Hasegawa 1/72 A6M2b Type 21
KIT #: 51314 (AP14)
PRICE: 500 yen when new
DECALS: options
REVIEWER: Scott Van Aken
NOTES: 1993 release


After the delivery of the 65th aircraft, which were all basically land based, a further change was worked into the production lines, which introduced folding wingtips to allow them to fit on aircraft carriers. The resulting Model 21 would become one of the most produced versions early in the war. A feature was the improved range with 520 l (140 US gal) wing tank and 320 l (85 US gal) drop tank. When the lines switched to updated models, 740 Model 21s had been completed by Mitsubishi, and another 800 by Nakajima. Two other versions of the Model 21 were built in small numbers, the Nakajima-built A6M2-N "Rufe" floatplane (based on the Model 11 with a slightly modified tail), and the A6M2-K two-seat trainer of which a total of 508 were built by Hitachi and the Sasebo Naval Air Arsenal.


When Hasegawa released its 1/72 second-generation A6M kits in 1993, they provided kits of the Type 11,21,22, and 32 at about the same time. These all replaced their earlier toolings from the early 1970s. These new kits were completely up to modern standards with engraved panel lines, a fair cockpit and they were accurate in shape.

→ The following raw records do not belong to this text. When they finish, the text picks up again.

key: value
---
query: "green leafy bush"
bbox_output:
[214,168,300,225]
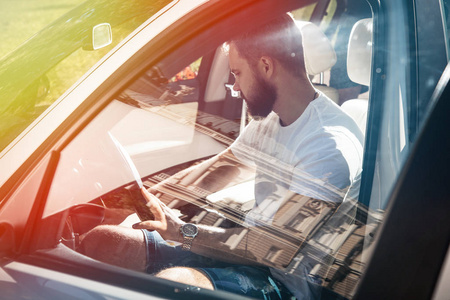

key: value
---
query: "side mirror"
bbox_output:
[83,23,112,50]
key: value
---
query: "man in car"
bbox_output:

Typical of 1/72 kits of the day, and even those newly tooled, decals were used for the instrument panel. There is no sidewall detail and one can install the cockpit after the fuselage halves have been put together. The upper forward fusealge is an insert and this is probably the most fussy fitting part of the kit.

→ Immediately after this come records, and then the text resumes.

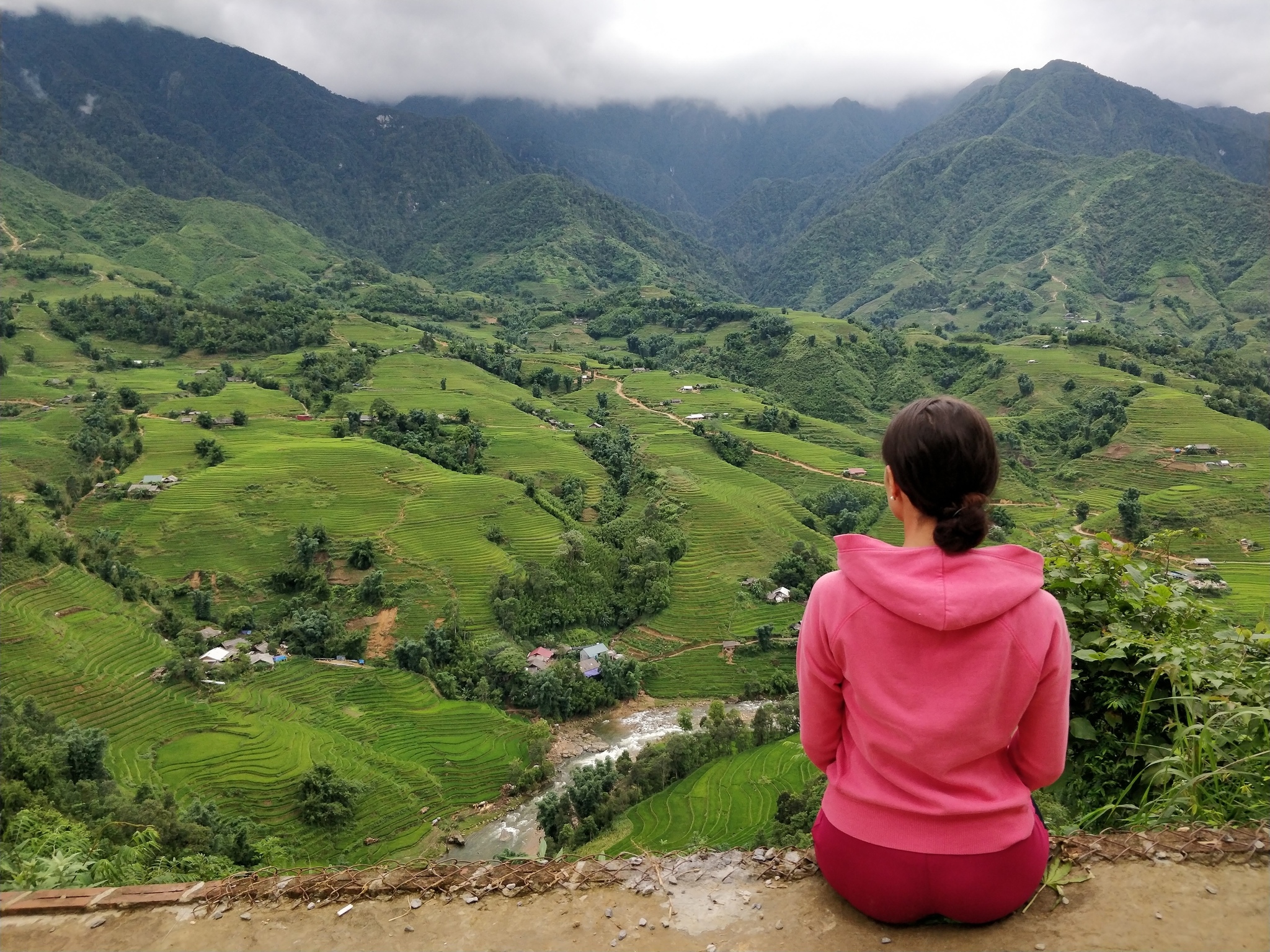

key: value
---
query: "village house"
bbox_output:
[198,647,238,664]
[578,641,612,660]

A nice engine is provided though it does not have pushrod housings and it is something that the modeler might want to add. A single piece cowling has an insert for the lower oil cooler intake and the exhaust stubs are butt joined to the cowling. Prop has separate blades. Once the wing is assembled, this along with the engine, cowling, and tailplanes an be attached. Next the interior head rest and external aileron balances can be attached. The rest of the construction concerns the landing gear, gear doors, drop tank, tail hook and the canopy.

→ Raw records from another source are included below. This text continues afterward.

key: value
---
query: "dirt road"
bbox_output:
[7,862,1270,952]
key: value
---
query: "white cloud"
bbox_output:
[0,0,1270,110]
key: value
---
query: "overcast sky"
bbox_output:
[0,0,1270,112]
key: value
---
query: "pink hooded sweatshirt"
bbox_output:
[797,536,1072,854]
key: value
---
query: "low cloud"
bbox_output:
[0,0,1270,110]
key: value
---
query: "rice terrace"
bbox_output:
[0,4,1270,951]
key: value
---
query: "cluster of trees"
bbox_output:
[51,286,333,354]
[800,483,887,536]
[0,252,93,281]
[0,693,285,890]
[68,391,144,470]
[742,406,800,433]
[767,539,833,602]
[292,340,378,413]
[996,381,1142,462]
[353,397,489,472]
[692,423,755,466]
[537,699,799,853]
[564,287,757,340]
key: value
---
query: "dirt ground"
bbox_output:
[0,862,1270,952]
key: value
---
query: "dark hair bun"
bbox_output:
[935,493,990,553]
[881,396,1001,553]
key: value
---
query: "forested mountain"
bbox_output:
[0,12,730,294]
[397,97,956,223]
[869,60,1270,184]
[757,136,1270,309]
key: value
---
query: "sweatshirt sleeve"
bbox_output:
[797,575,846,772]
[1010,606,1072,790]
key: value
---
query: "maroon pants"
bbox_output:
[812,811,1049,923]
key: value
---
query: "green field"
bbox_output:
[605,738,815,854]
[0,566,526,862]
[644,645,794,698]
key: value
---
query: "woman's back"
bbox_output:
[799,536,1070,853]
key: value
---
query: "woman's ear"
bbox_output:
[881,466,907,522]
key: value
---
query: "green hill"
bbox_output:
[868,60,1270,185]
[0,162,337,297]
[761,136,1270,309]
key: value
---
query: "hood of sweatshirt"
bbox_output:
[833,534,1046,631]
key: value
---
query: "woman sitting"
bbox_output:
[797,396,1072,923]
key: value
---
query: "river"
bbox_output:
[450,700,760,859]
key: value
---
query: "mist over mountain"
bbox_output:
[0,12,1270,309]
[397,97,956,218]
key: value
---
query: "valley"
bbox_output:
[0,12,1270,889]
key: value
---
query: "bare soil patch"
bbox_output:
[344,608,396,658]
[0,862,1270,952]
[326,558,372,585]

Instructions have the usual Gunze paint references and three markings options. Two are in the overall ight grey scheme as flown by Sigeru Itaya as shown on the box art and Saburo Sakai with the Tainan Flying Group (code V-107). Note that since this kit was released, research has shown that the color of these planes was not a light grey by a more khaki shade called Ame-iro. This shade is now available in several paint lines and should be used instead of light grey. The third option is one of the 261st Flying Group with a field applied dark green over the base shade. This one was operating in the South Pacific (Rabaul/New Guinea). Note that often times the radio masts were removed along with the radios as Japanese electronics of the day did got get along well with hot and humid climates. The decal sheet is very nicely done and surprising for the period, the white areas are actually white and not the usual off-white.    


Since the release of this series of kits, Tamiya and others have produced their own 1/72 A6M kits, yet these still build into very nice models. I've built several of these over the years and have been pleased with the results of every build. Well worth picking up.